Feasting on crabs has its benefits and its dangers that sometimes depend on a person’s current health.
As scrumptious as crabs are, not everyone can get away with eating them, and some people may not even be aware that crabs are what are causing some of their symptoms to show up.
You can definitely place me in the group of crab lovers, but I have often heard that eating crabs is not good for you, so a little research seemed in order. Here’s what I found about the benefits of eating crabs:
Lean Protein – Eating crabs gives you a good, healthy dose of protein and it’s versatile enough to add to many different types of meals – in soups, on salads, as a stuffing, with pastas, or as a main course.
Vitamin & Nutrient Rich – You’d be surprised to know that crabs are a good source of vitamins, nutrients and minerals, including vitamin A, vitamin B12, vitamin C, selenium, chromium, zinc, copper and omega-3 fatty acids. Chromium is useful for diabetics, as it helps to regulate blood sugar levels. The antioxidant selenium is a proven cancer fighter. Vitamin A protects the eyes.
Vitamin C strengthens bones, teeth and immunity, fights infection, and revitalizes skin, to name a few things. Omega-3 fatty acids boost memory and brain function, improve mood, and lower cancer, stroke and heart disease risk. Vitamin B12, like omega-3, protects and improves the function of the brain and nervous system and helps with the production and flow of oxygenated blood to cells in the body.
Unsaturated Fat – Crabs do contain cholesterol but primarily good fats, which softens the blow a little. Good fats protect the heart and help keep the metabolism functioning properly.
Low Mercury – Unlike many types of seafood, crabs do not contain a lot of mercury, so they are generally safe enough to eat 3 or 4 times per month without the risk of mercury poisoning. The exception is blue crabs from the Eastern seaboard in the United States, which have been found to have greater amounts of mercury than usual, so should be eaten in small amounts only up to 2 times per month.
High in Sodium – Crabs are naturally high in sodium and when cooked are usually salted and seasoned further, which means that those who suffer from heart conditions, diabetes or other conditions where salt exacerbates symptoms could be adversely affected.
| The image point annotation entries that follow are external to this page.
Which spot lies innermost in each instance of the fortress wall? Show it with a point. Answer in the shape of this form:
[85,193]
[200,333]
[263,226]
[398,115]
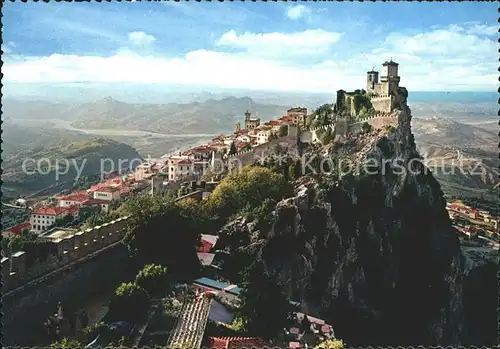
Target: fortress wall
[378,121]
[382,104]
[384,121]
[258,152]
[25,312]
[81,266]
[69,250]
Sodium raises blood pressure, causes swelling and water retention, and affects blood sugar levels, among other things. These conditions are too serious to take a chance on, so if you must have seafood, it’s better to eat something like fish, which doesn’t have much sodium but still tastes just as good.
Triggers Gout and Arthritis – Crabs contain lots of purines, which have been found to trigger the production of uric acid in the body, the very thing that causes gout. Gout is a very painful, debilitating form of arthritis that can be thwarted by proper dietary habits. Unfortunately, crabs are an “x” on the list of acceptable foods for gout patients.
Food Poisoning – Crab that isn’t eaten when fresh can cause food poisoning. To prevent this, cook crab meat thoroughly and keep crabs chilled until ready to serve.
Crab Allergies – Those who are allergic to crabs are often allergic to other shellfish and seafood, and vice versa, with mild or potentially deadly reactions. So be cautious and avoid the whole group or be tested in a medical setting to see if there is certain seafood you can have, while others you cannot.